Earlier in the month, I wrote about how Occupy Wall Street has been largely forced “underground” following the NYPD raid on Zuccotti Park, which in the long-term might actually be more advantageous for the group. Instead of sitting around like ducks in a barrel waiting for police to come and destroy them, OWS is now a moving, camouflaged target that is capable of sudden, dramatic actions like occupying foreclosed homes.
When I moderated an OWS panel at Netroots Nation New York this weekend, members of Occupy The Hood and OWS said that these kinds of pro-active occupations (occupying warehouses, closed schools, foreclosed properties, banks, etc.) are the future of Occupy.
Nelini Stamp, one of the original Occupiers and the woman who announced to Zuccotti Park that Mayor Bloomberg had stood down from his plans to evict protesters for the Oct 14 park cleaning, said she imagined a day when OWS would occupy closed factories.
Such plans truly represent actual anarchist philosophy, not the property damaging hooligan cartoon character deemed “anarchist” largely by the media. As Noam Chomsky explained, “A consistent anarchist must oppose private ownership of the means of production and the wage slavery which is a component of this system, as incompatible with the principle that labor must be freely undertaken and under the control of the producer.”
The tagline “Occupy. Resist. Produce” for Naomi Klein and Avi Lewis’s 2004 film “The Take” served as a premonition of things to come in the United States.
The documentary takes place in Argentina in the wake of a dramatic 2001 economic collapse. Factories are now ghost towns. There is mass unemployment. In the wake of Neoliberalism ruin, workers at the Forja auto plant join a daring new movement to occupy bankrupt businesses and create jobs after the leaders of their country fail to do so.

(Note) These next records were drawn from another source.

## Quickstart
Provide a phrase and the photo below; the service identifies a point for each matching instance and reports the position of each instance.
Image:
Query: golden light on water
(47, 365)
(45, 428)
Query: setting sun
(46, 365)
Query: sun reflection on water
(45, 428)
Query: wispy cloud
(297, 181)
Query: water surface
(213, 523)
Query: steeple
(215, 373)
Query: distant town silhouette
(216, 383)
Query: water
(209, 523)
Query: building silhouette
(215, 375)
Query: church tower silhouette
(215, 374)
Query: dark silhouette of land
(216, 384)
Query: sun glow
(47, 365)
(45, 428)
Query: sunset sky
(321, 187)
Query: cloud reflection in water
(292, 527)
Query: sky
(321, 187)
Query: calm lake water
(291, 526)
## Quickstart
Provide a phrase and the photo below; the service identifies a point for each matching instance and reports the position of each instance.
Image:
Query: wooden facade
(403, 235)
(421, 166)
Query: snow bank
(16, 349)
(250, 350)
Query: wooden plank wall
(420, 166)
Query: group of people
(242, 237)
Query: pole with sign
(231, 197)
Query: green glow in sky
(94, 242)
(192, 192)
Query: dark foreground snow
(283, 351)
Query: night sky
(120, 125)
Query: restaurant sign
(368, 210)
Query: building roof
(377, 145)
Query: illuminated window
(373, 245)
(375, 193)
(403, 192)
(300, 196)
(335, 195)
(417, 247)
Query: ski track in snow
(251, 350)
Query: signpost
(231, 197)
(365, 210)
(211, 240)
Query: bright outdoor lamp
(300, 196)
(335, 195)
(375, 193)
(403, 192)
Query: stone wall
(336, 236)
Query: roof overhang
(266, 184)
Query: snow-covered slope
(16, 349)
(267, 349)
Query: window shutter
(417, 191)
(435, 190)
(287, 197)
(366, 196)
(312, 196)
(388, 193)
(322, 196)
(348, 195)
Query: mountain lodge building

“Armed only with slingshots and abiding faith in shop-floor democracy, the workers face off against the bosses, bankers and a whole system that sees their beloved factories as nothing more than scrap metal for sale,” The Take’s website reads.
OWS has already began to join the tradition of occupying and resisting at 702 Vermont Street in East New York, and Boston seems set to be the next large Occupy presence to adopt the same tactic.
Observers say the tent encampments were just the beginning and the movement will have to enter another phase of organizing if it’s to accomplish policy changes. Some demonstrators say the movement will become floating — occupying warehouses, banks, closed schools and foreclosed properties, which Occupy groups around the country have already done.
Occupy now, as it always has, finds itself in a difficult position.
Part of the movement’s power has always resided in its broad appeal and refusal to condense its message into a ten-point policy plan. While solely focusing on foreclosed homes or abandoned schools might limit the movement’s appeal, the group stands to gain more favorability among mainstream Americans, who perhaps need clearly defined actions to really understand what Occupy is all about.
On the plus side, occupying abandoned factories is deeply symbolic on a multitude of levels. Occupiers would still be able to focus on foundational messages of job creation, healthcare access, fighting foreclosures and addressing the central failures of hyper-Capitalism.
Picking smart occupation targets would help limit damage inflicted by OWS’s biggest criticism: that the movement is scattered and has no real platform. Of course, this notion is misguided. OWS stands for something -— many huge, broad things — because there are many huge things wrong with the country right now. But such broad criticisms overwhelm a plethora of Americans. Where to start if everything is so extremely fucked?
By occupying a foreclosed home, or abandoned school, or closed factory, OWS could help focus those sweeping critiques into one easy-to-understand microcosm. Families need shelter. Children need schools. Workers need to work. These things are universally understood and valued.
If there was any doubt this better-focused strategy can win Occupy mass appeal, those fears were put to rest when the New York Post, famous for belittling Occupy and everything it does, gave the group a favorable write-up for its occupation of a foreclosed home in East New York.
In the shockingly balanced article calmly titled, “Protesters help family Occupy foreclosed home,” Jennifer Bain and Josh Saul detail how protesters helped move a mother and two children into a vacant home at 702 Vermont Street. There are no screaming accusations of anarchist hooligans or damage to property or any of the usual Post hysteria. Quite simply, protesters preemptively defeated any such allegations by picking a wise occupation target and sympathetic recipients.
While rushing to potentially soul-crushing jobs, it’s easy to see how suits viewed the campers at Zuccotti as being the “dirty hippie” characters of Bill O’Reilly’s nightmares. I simply lost count of how many times I heard a business person angrily shout “get a job!” at the Occupiers. As though finding a job is as easy as waking up in the morning. As though many of the protesters haven’t been searching for a job for several months. However, that unfair characterization of Occupy is understandable given that camping in Zuccotti was a largely passive, albeit groundbreaking, act.
Switching gears and occupying factories, schools, and foreclosed homes is not only a way to take the movement underground and make it more easily defendable, but also a way to open up Occupy to extended mainstream appeal.